POSTED: 10/3/11 8:19 PM

The other day we were driving behind this big truck and – to borrow a couple of lines from Napa’s Michael Ferrier – we saw beaucoup beaucoup de blue smoke coming out of the exhaust. In this case, the smoke was not blue, but pitch-black; it was still a lot, it stank like hell and at times it made driving for cars behind the truck a guessing game because the emission reduced visibility to almost zero.

Like Michael Ferrier, we are always willing to help the people, so we took this picture of the truck on the Sucker Garden Road. We advise the driver, or the truck’s owner to go to Napa and to get the piston rings, the head gasket and les flacons de huile.

To continue with the Ferrier Napa-ad speak – we tell he we tell you: trucks in such appalling technical condition should not be allowed on the road.

We are always willing to help the government, so we now call on Transport Minister Franklin Meyers to examine the quality of the technical control these trucks are subjected to before they are allowed on the road. To get an idea of how these things are done and to get the message dans sa tête (we know, we know: the Napa-ad says “dans son tête,” but that is a minor grammatical error in an otherwise extremely funny commercial) we suggest a visit to our French neighbors.

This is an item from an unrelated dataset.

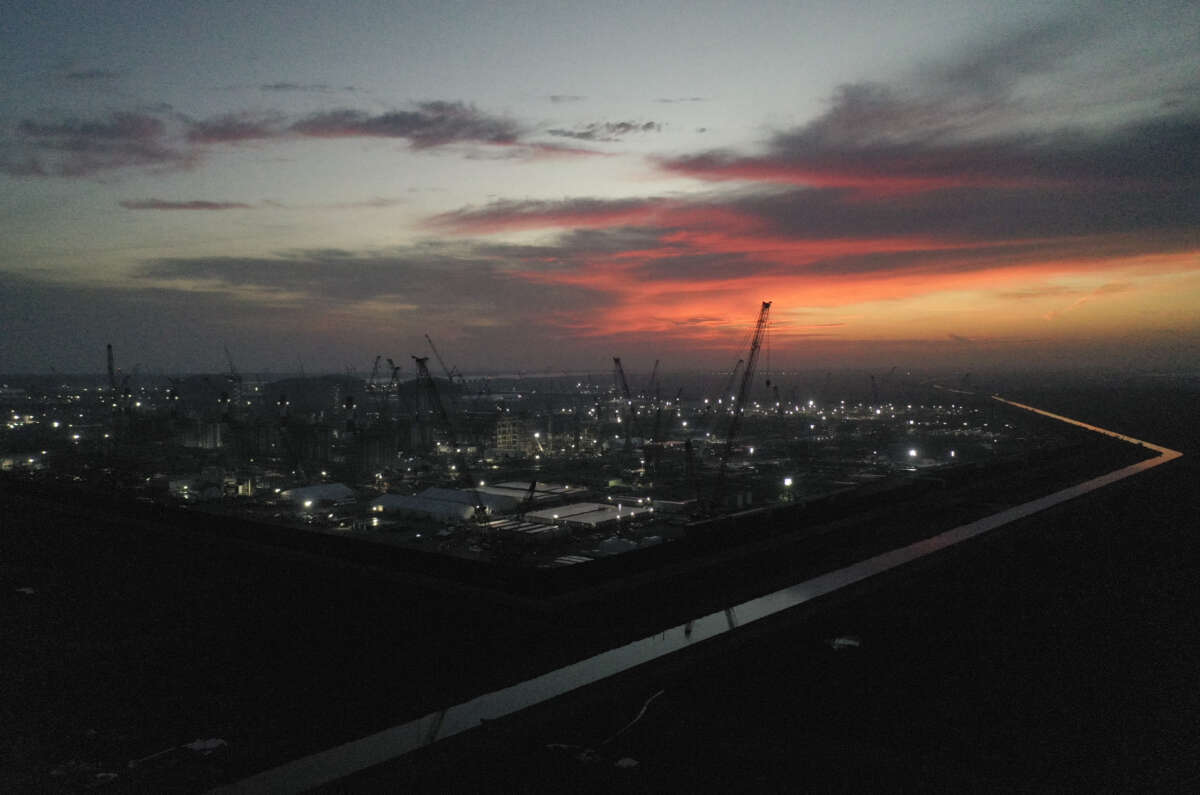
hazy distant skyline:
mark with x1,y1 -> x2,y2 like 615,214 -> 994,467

In Hope Estate there is a station for what the French call with a flourish the Contrôle Technique Automobile. They have computers there, and also technicians who know what they are doing. True, the inspection is expensive, €90 (at the current rate about $120), though the last time we went there and our bank card did not work for some reason (don’t gloat – there was money in the account), the center let us off the hook for just €65 ($87.25).

The upside of this higher price is that motorists get a real evaluation of their car’s technical condition. The system at the station spits out a computer list that details everything that is wrong with a car, what has to be repaired to pass, and which repairs are left to the owner’s discretion. It also identifies the technician who conducted the control.

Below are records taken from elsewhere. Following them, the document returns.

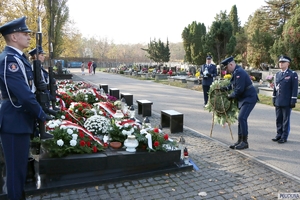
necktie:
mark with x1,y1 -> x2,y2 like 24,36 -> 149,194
22,53 -> 27,60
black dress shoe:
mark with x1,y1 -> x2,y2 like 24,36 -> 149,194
278,139 -> 287,144
272,137 -> 281,142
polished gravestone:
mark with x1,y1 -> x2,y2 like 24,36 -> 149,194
0,147 -> 193,199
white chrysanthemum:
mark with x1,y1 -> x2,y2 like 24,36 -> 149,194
70,140 -> 77,147
72,134 -> 78,140
56,139 -> 64,147
67,128 -> 73,135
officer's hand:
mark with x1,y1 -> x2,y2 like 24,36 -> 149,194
46,115 -> 54,121
290,103 -> 296,108
36,82 -> 47,91
220,86 -> 228,92
227,94 -> 234,101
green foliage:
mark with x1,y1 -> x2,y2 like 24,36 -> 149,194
181,21 -> 207,65
42,127 -> 103,157
142,39 -> 170,63
206,79 -> 239,126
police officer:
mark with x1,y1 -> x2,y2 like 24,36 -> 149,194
221,57 -> 258,150
200,56 -> 217,107
0,17 -> 47,200
272,56 -> 298,144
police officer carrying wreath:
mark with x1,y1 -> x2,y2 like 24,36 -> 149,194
221,57 -> 258,150
272,56 -> 298,143
0,17 -> 47,200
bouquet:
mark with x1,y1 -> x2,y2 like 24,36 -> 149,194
266,75 -> 274,83
42,120 -> 103,157
83,115 -> 111,135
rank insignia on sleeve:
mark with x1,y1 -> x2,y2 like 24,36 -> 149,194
7,63 -> 19,72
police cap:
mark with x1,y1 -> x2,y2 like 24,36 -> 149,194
278,55 -> 291,62
221,56 -> 233,67
0,17 -> 32,36
28,47 -> 45,56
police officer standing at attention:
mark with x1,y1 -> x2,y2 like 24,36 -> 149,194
220,57 -> 258,150
0,17 -> 47,200
272,56 -> 298,144
200,56 -> 217,107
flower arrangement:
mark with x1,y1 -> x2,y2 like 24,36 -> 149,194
223,74 -> 231,80
74,89 -> 99,104
206,79 -> 239,126
83,115 -> 111,135
266,75 -> 274,83
249,75 -> 256,81
42,120 -> 103,157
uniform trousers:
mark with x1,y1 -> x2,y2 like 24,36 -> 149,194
238,103 -> 256,136
0,132 -> 30,200
202,85 -> 210,105
275,106 -> 291,140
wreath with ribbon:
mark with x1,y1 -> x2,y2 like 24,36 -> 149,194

That makes a difference from the superficial 90-second inspection on Bush Road. The only upside is that this inspection is cheap, just $21, but there are many downsides – one of them being that some trucks allowed on our roads are an environmental hazard while others are an outright danger to other road-users.

We’d like to thank Michael Ferrier for his creative input through the Napa radio-commercial. Some readers might think that we are pleasing a customer of this newspaper but alas, Mr. Ferrier does not advertise in Today anymore ever since we brought down Public Health Minister Maria Buncamper-Molanus. But who knows, this little piece could bring about a change of heart.